Which means that every single person who has access to the etcd potentially has access to your secrets.

Obviously, this is something that is of concern to some people, especially if you have a high security situation where you want to be very careful with the handling of your secrets.

So lately what is has been developed in Kubernetes is key management story integration so that you can actually supply a key to do encryption into that etcd database.

So you can actually have your Kubernetes API server with integration with a key management store, like for example Azure Key Vault or HashiCorp vault, or any number of key management stores.

It'll actually take a key from that key management store and encrypt your secrets before they're stored into the etcd.

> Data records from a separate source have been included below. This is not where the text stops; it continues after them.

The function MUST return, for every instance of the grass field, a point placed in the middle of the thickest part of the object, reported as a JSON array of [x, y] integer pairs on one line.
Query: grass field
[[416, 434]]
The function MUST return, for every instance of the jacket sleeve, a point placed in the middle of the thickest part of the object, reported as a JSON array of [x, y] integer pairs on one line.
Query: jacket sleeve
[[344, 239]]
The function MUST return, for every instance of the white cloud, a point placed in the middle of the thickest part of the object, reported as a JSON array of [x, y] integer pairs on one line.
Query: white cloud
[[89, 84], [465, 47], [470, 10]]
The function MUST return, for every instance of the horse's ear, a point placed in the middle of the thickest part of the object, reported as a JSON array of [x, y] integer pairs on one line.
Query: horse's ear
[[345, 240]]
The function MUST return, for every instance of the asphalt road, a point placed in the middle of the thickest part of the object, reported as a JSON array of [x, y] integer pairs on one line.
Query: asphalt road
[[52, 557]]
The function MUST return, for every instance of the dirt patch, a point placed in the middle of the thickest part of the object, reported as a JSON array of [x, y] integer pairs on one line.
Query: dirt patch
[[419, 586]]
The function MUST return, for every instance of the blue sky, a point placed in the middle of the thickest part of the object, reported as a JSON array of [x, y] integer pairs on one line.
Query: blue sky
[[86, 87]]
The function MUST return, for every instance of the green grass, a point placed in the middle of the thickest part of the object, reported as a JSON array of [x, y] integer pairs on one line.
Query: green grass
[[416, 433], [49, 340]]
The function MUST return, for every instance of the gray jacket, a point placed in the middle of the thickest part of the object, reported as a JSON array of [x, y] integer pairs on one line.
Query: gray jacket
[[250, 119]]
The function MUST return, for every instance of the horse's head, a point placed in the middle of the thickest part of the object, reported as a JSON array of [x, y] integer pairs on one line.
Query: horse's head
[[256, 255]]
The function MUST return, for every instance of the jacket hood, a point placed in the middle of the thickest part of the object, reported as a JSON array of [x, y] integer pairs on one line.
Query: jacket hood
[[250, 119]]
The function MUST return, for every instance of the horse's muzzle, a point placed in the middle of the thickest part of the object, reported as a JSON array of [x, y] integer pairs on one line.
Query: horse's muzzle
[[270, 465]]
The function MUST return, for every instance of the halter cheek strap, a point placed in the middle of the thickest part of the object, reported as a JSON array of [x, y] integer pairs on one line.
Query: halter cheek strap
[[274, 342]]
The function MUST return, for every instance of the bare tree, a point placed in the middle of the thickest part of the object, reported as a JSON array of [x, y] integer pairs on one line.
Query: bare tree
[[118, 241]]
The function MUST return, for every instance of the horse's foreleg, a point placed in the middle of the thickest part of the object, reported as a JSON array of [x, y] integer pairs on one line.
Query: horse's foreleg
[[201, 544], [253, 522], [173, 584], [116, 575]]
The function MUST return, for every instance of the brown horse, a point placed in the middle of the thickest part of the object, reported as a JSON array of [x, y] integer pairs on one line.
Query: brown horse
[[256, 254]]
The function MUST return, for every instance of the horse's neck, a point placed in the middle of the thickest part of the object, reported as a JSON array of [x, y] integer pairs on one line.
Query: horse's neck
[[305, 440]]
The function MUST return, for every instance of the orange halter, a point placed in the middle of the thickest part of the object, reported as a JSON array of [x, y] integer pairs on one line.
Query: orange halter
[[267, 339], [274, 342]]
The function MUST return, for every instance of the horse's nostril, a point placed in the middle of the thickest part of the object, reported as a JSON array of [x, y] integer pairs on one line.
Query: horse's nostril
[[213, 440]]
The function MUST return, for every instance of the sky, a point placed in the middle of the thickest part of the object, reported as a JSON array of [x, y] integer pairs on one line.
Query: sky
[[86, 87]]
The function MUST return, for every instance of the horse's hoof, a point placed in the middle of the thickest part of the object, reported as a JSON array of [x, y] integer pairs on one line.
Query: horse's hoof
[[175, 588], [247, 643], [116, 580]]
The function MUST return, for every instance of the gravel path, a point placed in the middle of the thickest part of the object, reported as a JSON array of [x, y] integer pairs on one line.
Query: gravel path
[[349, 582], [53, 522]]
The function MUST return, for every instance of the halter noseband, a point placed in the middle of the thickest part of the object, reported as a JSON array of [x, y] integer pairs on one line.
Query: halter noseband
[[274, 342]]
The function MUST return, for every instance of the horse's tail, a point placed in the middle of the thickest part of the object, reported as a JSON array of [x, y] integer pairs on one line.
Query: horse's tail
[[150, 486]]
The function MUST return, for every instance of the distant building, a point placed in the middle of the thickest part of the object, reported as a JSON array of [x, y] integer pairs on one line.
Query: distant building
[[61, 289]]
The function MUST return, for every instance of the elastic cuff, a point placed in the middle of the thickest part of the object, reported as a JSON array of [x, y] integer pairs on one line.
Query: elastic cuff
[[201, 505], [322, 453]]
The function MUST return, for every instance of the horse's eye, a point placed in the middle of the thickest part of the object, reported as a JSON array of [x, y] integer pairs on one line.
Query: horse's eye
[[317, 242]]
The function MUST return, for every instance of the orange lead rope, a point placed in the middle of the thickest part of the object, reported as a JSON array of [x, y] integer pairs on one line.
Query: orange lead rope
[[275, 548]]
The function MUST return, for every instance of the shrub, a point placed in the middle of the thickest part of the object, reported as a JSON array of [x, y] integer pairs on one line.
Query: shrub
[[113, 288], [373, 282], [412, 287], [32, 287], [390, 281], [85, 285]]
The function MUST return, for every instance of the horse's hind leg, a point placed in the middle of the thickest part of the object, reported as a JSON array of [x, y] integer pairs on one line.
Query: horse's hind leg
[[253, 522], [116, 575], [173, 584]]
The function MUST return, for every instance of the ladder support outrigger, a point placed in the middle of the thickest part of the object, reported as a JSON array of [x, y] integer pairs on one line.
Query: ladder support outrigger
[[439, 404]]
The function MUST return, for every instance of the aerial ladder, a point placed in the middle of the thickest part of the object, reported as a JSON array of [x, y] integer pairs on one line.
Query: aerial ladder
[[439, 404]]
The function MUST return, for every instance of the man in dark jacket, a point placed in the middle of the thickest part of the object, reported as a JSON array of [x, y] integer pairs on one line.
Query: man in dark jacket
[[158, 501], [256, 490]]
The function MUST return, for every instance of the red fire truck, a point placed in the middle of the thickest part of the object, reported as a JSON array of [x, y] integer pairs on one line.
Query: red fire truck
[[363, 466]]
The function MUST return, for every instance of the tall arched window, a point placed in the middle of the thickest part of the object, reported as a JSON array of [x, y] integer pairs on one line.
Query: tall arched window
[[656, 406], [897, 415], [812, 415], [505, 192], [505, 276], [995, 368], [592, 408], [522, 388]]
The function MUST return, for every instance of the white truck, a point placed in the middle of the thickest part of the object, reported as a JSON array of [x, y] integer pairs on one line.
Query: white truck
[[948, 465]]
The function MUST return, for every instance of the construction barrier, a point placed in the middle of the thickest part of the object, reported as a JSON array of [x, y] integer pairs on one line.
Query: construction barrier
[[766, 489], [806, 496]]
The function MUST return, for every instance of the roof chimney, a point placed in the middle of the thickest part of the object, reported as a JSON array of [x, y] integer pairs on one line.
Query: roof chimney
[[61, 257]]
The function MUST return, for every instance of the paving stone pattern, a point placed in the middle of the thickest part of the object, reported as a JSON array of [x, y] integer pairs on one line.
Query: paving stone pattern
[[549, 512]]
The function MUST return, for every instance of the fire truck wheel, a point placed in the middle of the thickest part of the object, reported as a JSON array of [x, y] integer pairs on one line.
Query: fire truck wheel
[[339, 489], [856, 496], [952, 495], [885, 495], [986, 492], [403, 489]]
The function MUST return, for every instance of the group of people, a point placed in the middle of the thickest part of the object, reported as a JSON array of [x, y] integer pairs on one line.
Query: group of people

This means that even if somebody gains access to the data store behind the etcd, they're encrypted with the key that you have here, and obviously you're going to have access control here to limit the number of people who have access to that key.

It is worth noting, of course, though that anyone who has access to the Kubernetes API, may potentially be able to also access those secrets.

So you clearly want to be using resource-based access control on the Kubernetes API as well to ensure that only the right people have access to the secrets that you're placing inside the context of Kubernetes.

Although, that gives you an idea of how to manage secrets for your applications, and obviously, it's a best practice to use these Secrets and not store those credentials in your docker image, source control, or anything else.

So learn up on it and use it to securely deploy secrets to your applications.